Elementar, nuclear, primal – a corrupção é o problema dos problemas, ponto de partida de todos os nossos vícios e malefícios. É a disfunção genética do Estado brasileiro que desvirtua, avilta, deteriora e perverte as melhores leis, instituições, costumes e intenções.
Os entraves que impedem o nosso progresso em todos os campos estão diretamente relacionados com a corrupção e a impunidade. Todos. Da indústria das emendas orçamentárias oriundas do Legislativo à indecente troca de cargos por votos, das nomeações de notórios incompetentes aos conflitos de interesses enquistados nos desvãos do poder público, do abuso do álcool ao volante (responsável pelas 50 mil mortes no ano passado) ao crescimento exponencial do narcotráfico e das milícias, das falhas da Defesa Civil às agressões ao meio-ambiente, da inoperância dos sistemas de fiscalização de serviços públicos às trapaças das licitações para concessões, tudo tem a mesma matriz e o mesmo DNA – a complacência com a imoralidade. A prevaricação é tamanha que chega a deturpar o próprio sentido das palavras e dos valores que representam.
Duas legiões
Lutar contra a imoralidade tornou-se opção arcaica, burguesa, reacionária, oposta à noção de modernidade e eficácia. E isso a tal ponto que dos 28 partidos políticos registrados até 27 de setembro último nenhum ousou desfraldar de forma ostensiva, inequívoca, a bandeira da luta contra a corrupção.
A 29ª agremiação legalizada, o Partido Social Democrático (PSD), engendrado pelo prefeito paulistanoGilberto Kassab, ofereceu como prova de sua universalidade – ou inapetência para compromissos – a promessa de que não será de esquerda, de direita ou de centro, porém não se manifestou a respeito da maior aspiração da sociedade brasileira: o império da decência.
Nem poderia, porque o próprio nome da sigla é uma tremenda fraude histórica, seu nome de batismo foi afanado, caso clássico de apropriação indébita. Sequestro clássico: a social-democracia – com ou sem hífen – ostenta um passado de conquistas sociais, humanas, políticas e éticas sem paralelo no mundo, sobretudo na Europa, com sólidas ramificações na América Latina, Oriente Médio, Ásia e Oceania.
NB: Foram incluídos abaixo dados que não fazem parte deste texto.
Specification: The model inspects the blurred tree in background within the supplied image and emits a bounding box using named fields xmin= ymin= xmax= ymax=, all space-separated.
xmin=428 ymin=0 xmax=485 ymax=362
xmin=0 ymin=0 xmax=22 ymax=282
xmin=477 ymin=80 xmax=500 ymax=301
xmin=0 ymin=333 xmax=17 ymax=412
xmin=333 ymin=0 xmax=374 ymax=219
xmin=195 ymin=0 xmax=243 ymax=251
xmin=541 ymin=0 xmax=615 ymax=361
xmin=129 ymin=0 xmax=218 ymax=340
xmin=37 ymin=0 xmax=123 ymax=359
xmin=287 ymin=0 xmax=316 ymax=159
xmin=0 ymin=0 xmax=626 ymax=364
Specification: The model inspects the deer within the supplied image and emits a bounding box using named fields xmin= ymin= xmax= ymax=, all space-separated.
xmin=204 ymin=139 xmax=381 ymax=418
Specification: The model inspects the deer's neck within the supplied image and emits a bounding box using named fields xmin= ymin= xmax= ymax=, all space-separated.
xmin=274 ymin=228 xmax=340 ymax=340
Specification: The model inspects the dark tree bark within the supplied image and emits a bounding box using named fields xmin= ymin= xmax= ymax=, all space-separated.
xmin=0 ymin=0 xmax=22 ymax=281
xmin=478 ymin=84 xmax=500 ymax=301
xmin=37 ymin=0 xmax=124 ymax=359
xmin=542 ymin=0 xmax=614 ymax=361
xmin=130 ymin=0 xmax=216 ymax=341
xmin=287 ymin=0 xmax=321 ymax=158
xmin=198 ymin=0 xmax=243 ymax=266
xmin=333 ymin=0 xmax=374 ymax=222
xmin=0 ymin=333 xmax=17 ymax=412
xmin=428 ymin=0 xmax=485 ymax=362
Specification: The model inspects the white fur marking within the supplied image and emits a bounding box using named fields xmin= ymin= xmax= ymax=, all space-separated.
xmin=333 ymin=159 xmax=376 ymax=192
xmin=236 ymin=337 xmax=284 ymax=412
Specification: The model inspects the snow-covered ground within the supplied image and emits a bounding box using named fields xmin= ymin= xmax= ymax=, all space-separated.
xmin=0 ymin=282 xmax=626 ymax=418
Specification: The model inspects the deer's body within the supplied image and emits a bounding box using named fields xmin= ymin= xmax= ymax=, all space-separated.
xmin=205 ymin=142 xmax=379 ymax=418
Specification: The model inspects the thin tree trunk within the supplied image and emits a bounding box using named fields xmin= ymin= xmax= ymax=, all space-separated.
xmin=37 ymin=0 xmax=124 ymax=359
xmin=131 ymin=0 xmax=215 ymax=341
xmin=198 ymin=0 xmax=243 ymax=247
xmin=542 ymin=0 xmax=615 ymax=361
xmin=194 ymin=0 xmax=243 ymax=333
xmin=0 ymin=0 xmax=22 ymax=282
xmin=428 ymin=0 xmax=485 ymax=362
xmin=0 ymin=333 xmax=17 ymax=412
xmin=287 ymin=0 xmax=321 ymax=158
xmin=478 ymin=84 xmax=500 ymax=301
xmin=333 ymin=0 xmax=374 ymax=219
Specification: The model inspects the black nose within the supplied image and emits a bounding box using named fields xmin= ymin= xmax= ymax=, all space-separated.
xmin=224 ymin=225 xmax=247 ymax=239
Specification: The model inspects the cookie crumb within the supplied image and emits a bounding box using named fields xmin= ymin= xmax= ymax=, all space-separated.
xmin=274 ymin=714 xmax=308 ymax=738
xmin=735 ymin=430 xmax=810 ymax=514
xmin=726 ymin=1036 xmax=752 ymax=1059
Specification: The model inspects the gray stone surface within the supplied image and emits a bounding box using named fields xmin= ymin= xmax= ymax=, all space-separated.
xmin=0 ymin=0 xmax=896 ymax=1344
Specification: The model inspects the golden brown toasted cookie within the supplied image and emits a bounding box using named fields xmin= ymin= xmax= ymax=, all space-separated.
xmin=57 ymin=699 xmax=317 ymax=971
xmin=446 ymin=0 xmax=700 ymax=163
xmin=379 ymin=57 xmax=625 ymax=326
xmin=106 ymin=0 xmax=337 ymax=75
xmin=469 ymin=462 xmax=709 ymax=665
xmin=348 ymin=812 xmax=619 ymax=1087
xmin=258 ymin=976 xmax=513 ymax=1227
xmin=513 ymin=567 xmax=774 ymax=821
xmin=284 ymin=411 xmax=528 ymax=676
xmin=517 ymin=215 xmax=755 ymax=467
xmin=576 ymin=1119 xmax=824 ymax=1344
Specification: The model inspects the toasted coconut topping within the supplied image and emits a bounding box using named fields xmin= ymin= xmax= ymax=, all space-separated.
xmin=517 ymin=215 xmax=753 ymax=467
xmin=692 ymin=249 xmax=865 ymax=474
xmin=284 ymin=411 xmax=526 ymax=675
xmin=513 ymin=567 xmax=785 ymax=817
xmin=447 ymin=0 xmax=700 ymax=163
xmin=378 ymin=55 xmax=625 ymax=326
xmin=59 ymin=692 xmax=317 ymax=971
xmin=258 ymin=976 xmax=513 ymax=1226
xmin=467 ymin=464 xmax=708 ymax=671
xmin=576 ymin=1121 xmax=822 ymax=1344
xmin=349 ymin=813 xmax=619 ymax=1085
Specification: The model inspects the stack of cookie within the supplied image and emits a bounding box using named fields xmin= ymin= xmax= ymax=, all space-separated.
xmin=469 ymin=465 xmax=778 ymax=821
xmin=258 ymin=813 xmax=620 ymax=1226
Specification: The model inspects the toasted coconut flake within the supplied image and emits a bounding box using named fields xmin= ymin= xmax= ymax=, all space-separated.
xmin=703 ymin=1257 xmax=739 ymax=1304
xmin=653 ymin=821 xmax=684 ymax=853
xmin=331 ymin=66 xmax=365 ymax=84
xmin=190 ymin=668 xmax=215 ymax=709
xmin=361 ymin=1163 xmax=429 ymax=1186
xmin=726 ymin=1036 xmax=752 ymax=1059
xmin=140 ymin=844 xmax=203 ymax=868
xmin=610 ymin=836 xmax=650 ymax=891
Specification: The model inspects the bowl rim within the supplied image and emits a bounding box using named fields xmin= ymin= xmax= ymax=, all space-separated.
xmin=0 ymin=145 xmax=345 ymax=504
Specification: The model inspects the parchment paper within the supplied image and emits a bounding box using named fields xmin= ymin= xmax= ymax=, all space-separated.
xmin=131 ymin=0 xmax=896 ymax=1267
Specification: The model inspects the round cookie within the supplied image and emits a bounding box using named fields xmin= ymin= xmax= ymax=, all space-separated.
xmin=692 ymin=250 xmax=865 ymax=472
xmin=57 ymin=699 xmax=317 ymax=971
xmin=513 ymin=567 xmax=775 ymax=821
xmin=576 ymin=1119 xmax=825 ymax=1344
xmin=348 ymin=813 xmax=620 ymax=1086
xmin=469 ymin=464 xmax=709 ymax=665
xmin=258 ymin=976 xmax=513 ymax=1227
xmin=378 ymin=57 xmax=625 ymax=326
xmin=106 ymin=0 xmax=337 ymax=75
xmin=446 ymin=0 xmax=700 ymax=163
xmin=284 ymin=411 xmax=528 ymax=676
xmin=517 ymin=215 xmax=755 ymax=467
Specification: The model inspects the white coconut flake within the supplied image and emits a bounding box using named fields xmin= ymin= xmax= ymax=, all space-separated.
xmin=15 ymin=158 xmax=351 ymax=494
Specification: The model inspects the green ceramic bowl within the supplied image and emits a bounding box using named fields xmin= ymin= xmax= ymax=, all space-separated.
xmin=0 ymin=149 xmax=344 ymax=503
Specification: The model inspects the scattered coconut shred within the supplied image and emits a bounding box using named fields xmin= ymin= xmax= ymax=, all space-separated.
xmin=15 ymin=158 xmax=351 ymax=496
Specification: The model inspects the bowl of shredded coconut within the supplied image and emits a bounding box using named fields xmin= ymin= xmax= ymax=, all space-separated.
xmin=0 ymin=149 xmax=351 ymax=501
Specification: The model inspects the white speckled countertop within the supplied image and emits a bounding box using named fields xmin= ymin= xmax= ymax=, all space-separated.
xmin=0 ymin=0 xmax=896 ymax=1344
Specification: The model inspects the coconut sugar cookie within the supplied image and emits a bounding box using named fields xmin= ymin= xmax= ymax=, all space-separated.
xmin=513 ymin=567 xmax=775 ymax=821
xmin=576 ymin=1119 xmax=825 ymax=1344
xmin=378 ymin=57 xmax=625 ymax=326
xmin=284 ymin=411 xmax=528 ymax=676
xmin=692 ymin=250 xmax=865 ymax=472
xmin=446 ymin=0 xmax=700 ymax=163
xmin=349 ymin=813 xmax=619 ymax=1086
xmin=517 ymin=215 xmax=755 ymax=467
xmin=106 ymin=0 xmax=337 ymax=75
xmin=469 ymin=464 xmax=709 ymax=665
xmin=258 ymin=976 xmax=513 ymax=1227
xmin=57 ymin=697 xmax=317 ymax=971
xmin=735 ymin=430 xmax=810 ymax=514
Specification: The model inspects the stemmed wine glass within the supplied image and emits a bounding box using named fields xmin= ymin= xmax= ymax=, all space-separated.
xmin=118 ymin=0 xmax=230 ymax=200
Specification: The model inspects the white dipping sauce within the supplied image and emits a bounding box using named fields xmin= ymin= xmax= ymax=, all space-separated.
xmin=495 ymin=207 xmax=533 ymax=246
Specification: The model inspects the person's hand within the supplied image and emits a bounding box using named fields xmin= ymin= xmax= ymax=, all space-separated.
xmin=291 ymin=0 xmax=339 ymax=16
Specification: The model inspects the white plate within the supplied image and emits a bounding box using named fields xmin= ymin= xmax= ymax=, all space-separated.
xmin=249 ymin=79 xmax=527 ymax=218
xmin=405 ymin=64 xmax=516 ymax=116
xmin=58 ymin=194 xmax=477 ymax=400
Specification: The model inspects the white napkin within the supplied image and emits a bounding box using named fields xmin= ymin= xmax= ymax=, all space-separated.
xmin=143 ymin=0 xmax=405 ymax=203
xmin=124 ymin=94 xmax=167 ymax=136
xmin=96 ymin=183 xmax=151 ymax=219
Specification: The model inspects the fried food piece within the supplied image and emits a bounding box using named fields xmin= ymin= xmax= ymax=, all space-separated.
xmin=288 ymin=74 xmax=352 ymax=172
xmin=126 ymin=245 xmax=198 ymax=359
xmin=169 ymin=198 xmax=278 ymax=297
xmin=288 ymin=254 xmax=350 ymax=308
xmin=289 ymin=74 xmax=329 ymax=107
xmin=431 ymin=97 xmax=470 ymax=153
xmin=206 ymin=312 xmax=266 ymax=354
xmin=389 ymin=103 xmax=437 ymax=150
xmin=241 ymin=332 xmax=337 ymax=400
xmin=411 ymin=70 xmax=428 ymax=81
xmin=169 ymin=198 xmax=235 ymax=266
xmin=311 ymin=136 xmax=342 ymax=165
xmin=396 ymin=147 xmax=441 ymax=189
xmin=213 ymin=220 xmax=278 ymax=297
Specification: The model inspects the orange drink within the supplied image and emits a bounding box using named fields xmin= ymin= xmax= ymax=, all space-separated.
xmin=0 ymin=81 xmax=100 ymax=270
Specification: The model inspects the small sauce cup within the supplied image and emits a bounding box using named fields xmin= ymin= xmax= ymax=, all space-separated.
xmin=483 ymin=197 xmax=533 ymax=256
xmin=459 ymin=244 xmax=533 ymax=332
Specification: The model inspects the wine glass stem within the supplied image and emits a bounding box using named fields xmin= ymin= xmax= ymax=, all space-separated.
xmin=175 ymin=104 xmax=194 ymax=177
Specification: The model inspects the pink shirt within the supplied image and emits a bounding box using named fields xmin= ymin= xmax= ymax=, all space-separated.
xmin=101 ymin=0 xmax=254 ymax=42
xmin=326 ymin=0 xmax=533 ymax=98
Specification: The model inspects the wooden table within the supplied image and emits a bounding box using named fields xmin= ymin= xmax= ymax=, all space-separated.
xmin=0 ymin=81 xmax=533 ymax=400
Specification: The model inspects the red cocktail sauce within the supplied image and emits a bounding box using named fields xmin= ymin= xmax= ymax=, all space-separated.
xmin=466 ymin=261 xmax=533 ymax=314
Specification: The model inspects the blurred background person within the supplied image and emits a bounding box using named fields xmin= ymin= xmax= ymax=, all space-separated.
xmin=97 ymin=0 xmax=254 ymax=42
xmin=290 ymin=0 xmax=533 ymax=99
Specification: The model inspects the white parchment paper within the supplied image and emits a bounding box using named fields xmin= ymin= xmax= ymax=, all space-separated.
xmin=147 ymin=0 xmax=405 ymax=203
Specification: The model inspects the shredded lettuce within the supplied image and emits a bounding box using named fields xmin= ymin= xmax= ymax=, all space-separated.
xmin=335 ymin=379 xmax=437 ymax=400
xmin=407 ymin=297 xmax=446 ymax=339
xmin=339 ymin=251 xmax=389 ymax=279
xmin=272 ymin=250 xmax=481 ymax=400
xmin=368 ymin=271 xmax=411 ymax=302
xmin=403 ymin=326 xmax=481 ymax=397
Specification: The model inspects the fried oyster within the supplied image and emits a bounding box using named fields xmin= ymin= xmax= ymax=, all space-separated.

Deturpar o passado, desvirtuar significados e assumir ostensivamente um comportamento enganoso, mesmo no plano imaterial, é indecoroso; a probidade deve valer em todas as esferas. Mesmo com o louvável intuito de confrontar esta excrescência política chamada PMDB, o logro recém lançado no mercado dos votos com o nome de PSD é injustificável. Só servirá para consagrar a promiscuidade e a galinhagem eleitoral cujo destino final é, sabidamente, a corrupção e sua dileta cria, a impunidade.
Os 20 mil indignados e idealistas brasilienses que na quarta-feira (12/10) esqueceram o feriado e manifestaram-se contra os corruptos e seus beneficiários não precisam ostentar propostas concretas ou programas definidos. Acreditam na primavera brasileira e isto é o bastante. Tal como os seus co-irmãos norte-americanos (principalmente novaiorquinos) que investem contra Wall Street, mas na realidade estão resistindo à anarquia do Tea Party. Acima e abaixo do Rio Grande, as duas legiões defendem o Estado decente, justo, isonômico.
As diferenças
Os grandes clamores populares que mudaram os rumos da humanidade nos últimos 500 anos não obedeciam a plataformas rígidas, arrumadas. Foram explosões de insatisfação que hoje podem ser canalizadas através das redes ditas “sociais” e da mídia tradicional. E se estas se mantêm acríticas, perplexas, aparvalhadas – como tem acontecido – convoque-se o magnata Warren Buffet que acaba de divulgar ruidosamente a sua declaração de rendimentos: pagou apenas 17,4 % de imposto, enquanto que, para seus empregados, a alíquota foi de 30%.
O magnata e social-democrata alemão Walter Rathenau, um dos pilares da falecida República de Weimar, também favorecia o imposto sobre fortunas. Foi assassinado pelos precursores do nazismo.
Está claro: o mundo clama pelo fim dos privilégios. A corrupção quer mantê-los.